De mars à la fin du mois de juin de chaque année, c’est la fièvre de la chasse au Cap Bon où les habitants commencent à exterminer les oiseaux migrateurs dans toutes les régions où ils sont présents en grand nombre.

La chasse, un sport toujours populaire

Malgré une dégradation avancée d’année en année, marquée par un assèchement des terres, une urbanisation, une pratique de la chasse qui fait partie de notre culture et remonte à des millénaires…, le site du Cap Bon (notamment le site d’El Haouaria et les zones humides de la région) continue à être une zone d’alimentation et une étape incontournable pour les oiseaux migrateurs dans leurs périples saisonniers à travers le détroit de Sicile entre l’Europe centrale et l’Afrique. A cet égard, des milliers d’espèces orientales parcourent chaque année des milliers de kilomètres et utilisent cette voie pour réaliser leur migration avant de se rendre en Europe Centrale puis vers la Sibérie.

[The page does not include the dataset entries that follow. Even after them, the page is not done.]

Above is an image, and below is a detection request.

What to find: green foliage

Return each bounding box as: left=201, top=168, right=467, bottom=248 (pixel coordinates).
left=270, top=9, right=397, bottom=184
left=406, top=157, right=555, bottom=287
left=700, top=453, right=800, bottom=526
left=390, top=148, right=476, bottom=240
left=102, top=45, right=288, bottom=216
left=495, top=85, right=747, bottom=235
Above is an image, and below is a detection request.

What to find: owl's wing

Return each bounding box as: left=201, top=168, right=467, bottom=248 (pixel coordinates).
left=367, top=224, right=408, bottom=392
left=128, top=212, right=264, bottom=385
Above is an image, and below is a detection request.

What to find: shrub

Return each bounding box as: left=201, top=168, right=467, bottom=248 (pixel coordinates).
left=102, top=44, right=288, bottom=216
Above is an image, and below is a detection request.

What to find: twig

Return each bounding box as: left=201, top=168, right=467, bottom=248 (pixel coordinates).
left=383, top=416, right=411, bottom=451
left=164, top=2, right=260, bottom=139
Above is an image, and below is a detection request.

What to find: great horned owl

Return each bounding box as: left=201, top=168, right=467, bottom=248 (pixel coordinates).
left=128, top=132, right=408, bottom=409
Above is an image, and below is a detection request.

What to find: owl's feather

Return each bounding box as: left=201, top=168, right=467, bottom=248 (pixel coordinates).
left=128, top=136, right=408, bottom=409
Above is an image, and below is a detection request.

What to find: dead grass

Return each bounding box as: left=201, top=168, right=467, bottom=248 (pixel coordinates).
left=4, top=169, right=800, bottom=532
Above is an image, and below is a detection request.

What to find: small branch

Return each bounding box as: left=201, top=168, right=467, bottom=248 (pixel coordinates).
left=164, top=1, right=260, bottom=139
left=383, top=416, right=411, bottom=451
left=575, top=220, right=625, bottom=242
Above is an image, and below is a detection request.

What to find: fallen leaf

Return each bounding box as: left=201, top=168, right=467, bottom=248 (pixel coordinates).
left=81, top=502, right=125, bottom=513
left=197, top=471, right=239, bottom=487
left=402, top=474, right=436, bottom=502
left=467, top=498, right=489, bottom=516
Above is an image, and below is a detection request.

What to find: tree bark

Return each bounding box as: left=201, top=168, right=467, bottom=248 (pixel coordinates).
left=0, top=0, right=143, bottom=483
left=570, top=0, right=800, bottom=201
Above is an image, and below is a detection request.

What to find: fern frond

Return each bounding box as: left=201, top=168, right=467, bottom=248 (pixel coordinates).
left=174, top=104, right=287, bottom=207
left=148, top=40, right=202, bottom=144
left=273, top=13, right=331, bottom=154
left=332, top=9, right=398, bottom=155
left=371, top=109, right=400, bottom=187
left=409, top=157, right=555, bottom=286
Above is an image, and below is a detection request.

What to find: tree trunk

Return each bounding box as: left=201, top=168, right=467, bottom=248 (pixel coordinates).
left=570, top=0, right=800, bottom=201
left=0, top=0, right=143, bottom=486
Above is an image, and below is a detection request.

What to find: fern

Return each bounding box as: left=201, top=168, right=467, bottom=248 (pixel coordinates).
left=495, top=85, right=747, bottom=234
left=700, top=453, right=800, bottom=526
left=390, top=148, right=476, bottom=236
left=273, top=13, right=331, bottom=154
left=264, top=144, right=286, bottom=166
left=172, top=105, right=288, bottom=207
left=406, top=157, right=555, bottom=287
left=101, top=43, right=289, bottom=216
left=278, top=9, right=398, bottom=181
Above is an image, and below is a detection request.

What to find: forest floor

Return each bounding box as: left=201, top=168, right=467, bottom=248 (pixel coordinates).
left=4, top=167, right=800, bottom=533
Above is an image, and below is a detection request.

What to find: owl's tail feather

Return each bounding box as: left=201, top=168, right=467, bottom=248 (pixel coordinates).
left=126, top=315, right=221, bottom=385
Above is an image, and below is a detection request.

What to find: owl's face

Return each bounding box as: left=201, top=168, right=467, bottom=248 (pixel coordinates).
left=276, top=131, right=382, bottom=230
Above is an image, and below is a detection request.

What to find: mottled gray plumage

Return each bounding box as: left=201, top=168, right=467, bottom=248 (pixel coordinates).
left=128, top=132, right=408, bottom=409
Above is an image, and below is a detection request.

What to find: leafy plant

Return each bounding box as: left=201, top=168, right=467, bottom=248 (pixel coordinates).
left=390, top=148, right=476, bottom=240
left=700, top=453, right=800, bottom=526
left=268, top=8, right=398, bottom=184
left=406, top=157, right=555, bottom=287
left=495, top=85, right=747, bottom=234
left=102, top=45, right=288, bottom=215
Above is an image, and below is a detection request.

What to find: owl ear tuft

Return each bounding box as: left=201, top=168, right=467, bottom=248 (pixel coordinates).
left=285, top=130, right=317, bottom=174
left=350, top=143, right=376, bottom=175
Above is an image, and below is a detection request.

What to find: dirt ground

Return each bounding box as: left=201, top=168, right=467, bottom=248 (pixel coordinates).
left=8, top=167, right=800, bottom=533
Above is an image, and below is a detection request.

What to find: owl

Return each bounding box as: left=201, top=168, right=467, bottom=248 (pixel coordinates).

Mais ce site, qui devrait être protégé contre la pollution, l’urbanisation et surtout contre l’activité humaine, est devenu au fil des années un lieu de chasse par excellence de ces espèces où les habitants continuent toujours de capturer les oiseaux sauvages; des pratiques qui deviennent un sport populaire pratiqué par les habitants, qui le transmettent de génération en génération ! En parallèle, de nouvelles menaces sont apparues avec la dégradation et la disparition des habitats, dues notamment à l’expansion des terres agricoles, l’assèchement des zones humides et l’urbanisation rampante. Ce qui fait que chaque année, de plus en plus de sites dont dépendent les oiseaux migrateurs sont réduits ou disparaissent complètement.

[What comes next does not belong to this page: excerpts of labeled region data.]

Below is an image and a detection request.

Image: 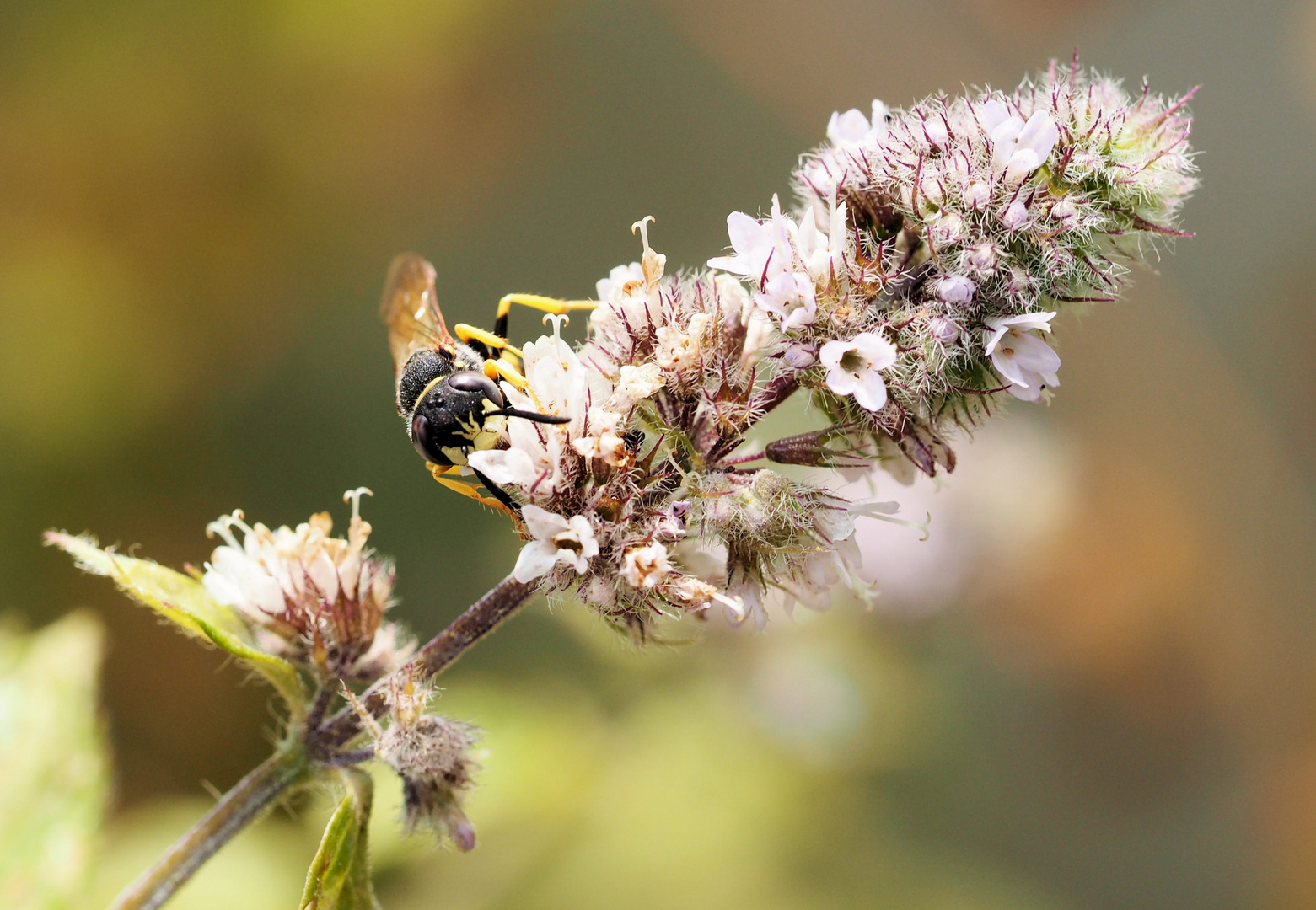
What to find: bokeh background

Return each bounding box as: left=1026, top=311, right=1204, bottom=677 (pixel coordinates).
left=0, top=0, right=1316, bottom=910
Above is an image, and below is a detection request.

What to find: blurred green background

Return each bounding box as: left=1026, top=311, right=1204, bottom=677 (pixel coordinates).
left=0, top=0, right=1316, bottom=910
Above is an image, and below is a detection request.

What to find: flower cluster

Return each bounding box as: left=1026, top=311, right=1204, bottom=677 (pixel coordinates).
left=470, top=218, right=884, bottom=631
left=201, top=486, right=409, bottom=682
left=708, top=64, right=1196, bottom=474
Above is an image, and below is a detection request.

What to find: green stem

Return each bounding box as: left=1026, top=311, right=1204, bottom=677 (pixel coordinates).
left=110, top=746, right=309, bottom=910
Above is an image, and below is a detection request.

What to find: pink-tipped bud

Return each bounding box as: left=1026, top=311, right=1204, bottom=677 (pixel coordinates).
left=784, top=345, right=819, bottom=370
left=928, top=316, right=959, bottom=345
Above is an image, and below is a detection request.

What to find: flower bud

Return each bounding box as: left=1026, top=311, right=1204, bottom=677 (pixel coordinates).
left=1000, top=199, right=1028, bottom=230
left=964, top=241, right=1000, bottom=275
left=1051, top=196, right=1077, bottom=228
left=937, top=275, right=975, bottom=304
left=964, top=180, right=991, bottom=211
left=784, top=345, right=819, bottom=370
left=928, top=316, right=959, bottom=345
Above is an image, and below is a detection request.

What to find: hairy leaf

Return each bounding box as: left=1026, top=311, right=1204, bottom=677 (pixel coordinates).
left=46, top=532, right=307, bottom=714
left=298, top=771, right=379, bottom=910
left=0, top=613, right=108, bottom=910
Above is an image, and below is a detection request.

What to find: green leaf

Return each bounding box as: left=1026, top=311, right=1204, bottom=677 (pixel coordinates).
left=298, top=769, right=379, bottom=910
left=46, top=532, right=307, bottom=720
left=0, top=613, right=110, bottom=910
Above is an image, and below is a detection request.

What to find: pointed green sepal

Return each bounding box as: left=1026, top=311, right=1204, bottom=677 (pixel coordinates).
left=45, top=532, right=307, bottom=720
left=298, top=769, right=379, bottom=910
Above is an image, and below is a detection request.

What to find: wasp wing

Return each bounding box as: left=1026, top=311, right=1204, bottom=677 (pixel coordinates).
left=379, top=253, right=457, bottom=382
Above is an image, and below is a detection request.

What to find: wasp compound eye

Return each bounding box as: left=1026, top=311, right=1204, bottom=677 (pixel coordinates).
left=412, top=415, right=450, bottom=465
left=448, top=370, right=502, bottom=408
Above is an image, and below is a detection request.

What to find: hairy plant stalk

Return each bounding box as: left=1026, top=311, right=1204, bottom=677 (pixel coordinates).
left=314, top=575, right=535, bottom=752
left=110, top=744, right=310, bottom=910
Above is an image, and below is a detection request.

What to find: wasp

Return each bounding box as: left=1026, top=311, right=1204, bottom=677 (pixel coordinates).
left=379, top=253, right=598, bottom=517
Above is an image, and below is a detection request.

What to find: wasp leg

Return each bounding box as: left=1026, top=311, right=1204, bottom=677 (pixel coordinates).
left=493, top=293, right=599, bottom=338
left=453, top=322, right=521, bottom=358
left=484, top=361, right=529, bottom=392
left=471, top=468, right=521, bottom=518
left=427, top=464, right=521, bottom=519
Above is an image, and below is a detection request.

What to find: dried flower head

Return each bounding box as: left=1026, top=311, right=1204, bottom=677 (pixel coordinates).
left=201, top=486, right=406, bottom=682
left=343, top=671, right=479, bottom=851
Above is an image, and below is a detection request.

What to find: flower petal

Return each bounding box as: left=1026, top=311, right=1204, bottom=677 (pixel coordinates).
left=826, top=370, right=859, bottom=394
left=512, top=538, right=558, bottom=584
left=854, top=370, right=887, bottom=410
left=466, top=447, right=538, bottom=488
left=521, top=505, right=570, bottom=540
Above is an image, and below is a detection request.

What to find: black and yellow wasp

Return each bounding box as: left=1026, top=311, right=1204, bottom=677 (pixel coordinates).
left=379, top=253, right=598, bottom=516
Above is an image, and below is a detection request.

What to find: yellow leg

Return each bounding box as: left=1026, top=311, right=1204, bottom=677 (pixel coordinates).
left=427, top=464, right=517, bottom=518
left=484, top=361, right=533, bottom=397
left=495, top=293, right=599, bottom=319
left=453, top=322, right=521, bottom=358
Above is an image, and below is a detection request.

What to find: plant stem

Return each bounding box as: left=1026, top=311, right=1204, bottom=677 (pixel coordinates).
left=110, top=744, right=310, bottom=910
left=310, top=575, right=535, bottom=756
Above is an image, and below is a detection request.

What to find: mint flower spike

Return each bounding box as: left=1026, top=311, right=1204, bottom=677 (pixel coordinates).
left=708, top=62, right=1198, bottom=474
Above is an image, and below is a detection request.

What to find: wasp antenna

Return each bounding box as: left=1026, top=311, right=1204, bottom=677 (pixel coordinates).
left=490, top=408, right=571, bottom=424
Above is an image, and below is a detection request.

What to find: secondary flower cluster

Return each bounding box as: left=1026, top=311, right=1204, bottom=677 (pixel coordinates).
left=708, top=64, right=1196, bottom=474
left=470, top=220, right=884, bottom=631
left=201, top=488, right=411, bottom=682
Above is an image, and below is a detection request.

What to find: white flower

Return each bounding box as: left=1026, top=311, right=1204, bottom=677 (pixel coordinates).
left=466, top=448, right=540, bottom=490
left=826, top=99, right=891, bottom=145
left=754, top=272, right=819, bottom=331
left=654, top=313, right=708, bottom=372
left=589, top=216, right=667, bottom=343
left=608, top=363, right=663, bottom=413
left=467, top=329, right=615, bottom=495
left=782, top=527, right=868, bottom=617
left=1000, top=199, right=1028, bottom=230
left=922, top=113, right=950, bottom=150
left=512, top=505, right=599, bottom=584
left=819, top=331, right=896, bottom=410
left=937, top=275, right=975, bottom=304
left=978, top=99, right=1061, bottom=181
left=961, top=241, right=997, bottom=275
left=795, top=202, right=846, bottom=288
left=928, top=316, right=959, bottom=345
left=1051, top=197, right=1077, bottom=228
left=201, top=486, right=401, bottom=677
left=568, top=408, right=629, bottom=468
left=963, top=180, right=991, bottom=210
left=985, top=313, right=1061, bottom=401
left=826, top=108, right=871, bottom=142
left=201, top=488, right=392, bottom=621
left=595, top=262, right=645, bottom=304
left=928, top=211, right=964, bottom=247
left=708, top=195, right=795, bottom=283
left=621, top=542, right=671, bottom=588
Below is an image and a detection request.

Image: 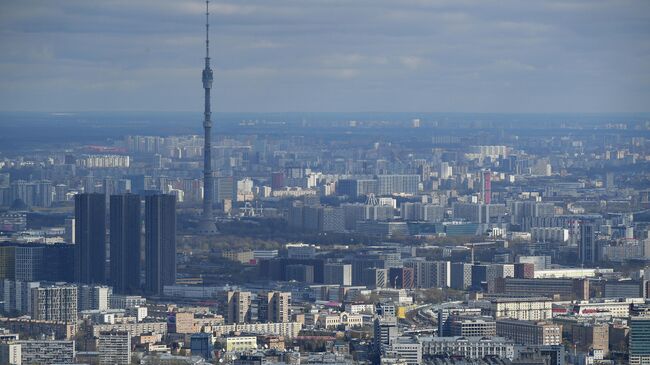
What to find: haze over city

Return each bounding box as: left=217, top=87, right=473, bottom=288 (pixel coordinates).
left=0, top=0, right=650, bottom=365
left=0, top=0, right=650, bottom=113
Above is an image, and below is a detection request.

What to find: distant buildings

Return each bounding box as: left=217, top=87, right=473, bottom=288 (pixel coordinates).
left=75, top=194, right=106, bottom=284
left=145, top=195, right=176, bottom=294
left=110, top=194, right=142, bottom=294
left=97, top=331, right=131, bottom=365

La capture illégale des oiseaux sauvages

Face à ce fléau qui perdure depuis des dizaines d’années et qui menace, aujourd’hui, l’avifaune tunisienne, Abdelmajid Dabbar, président de l’Association Tunisie Ecologie (ATE), vient de lancer un cri d’alarme pour mettre un terme à cette situation, étant donné que les effectifs de ces espèces commencent à leur tour à diminuer, ce qui mène à une extermination de la faune et des oiseaux migrateurs au Cap Bon. «Au début de chaque mois de mars, de nombreux habitants du Cap Bon commencent à exterminer la faune dans les régions de Kelibia, Haouaria et la forêt de Dar-Chichou, à l’aide de  milliers de filets éparpillés dans les forêts, et cela se poursuivra jusqu’au 30 avril…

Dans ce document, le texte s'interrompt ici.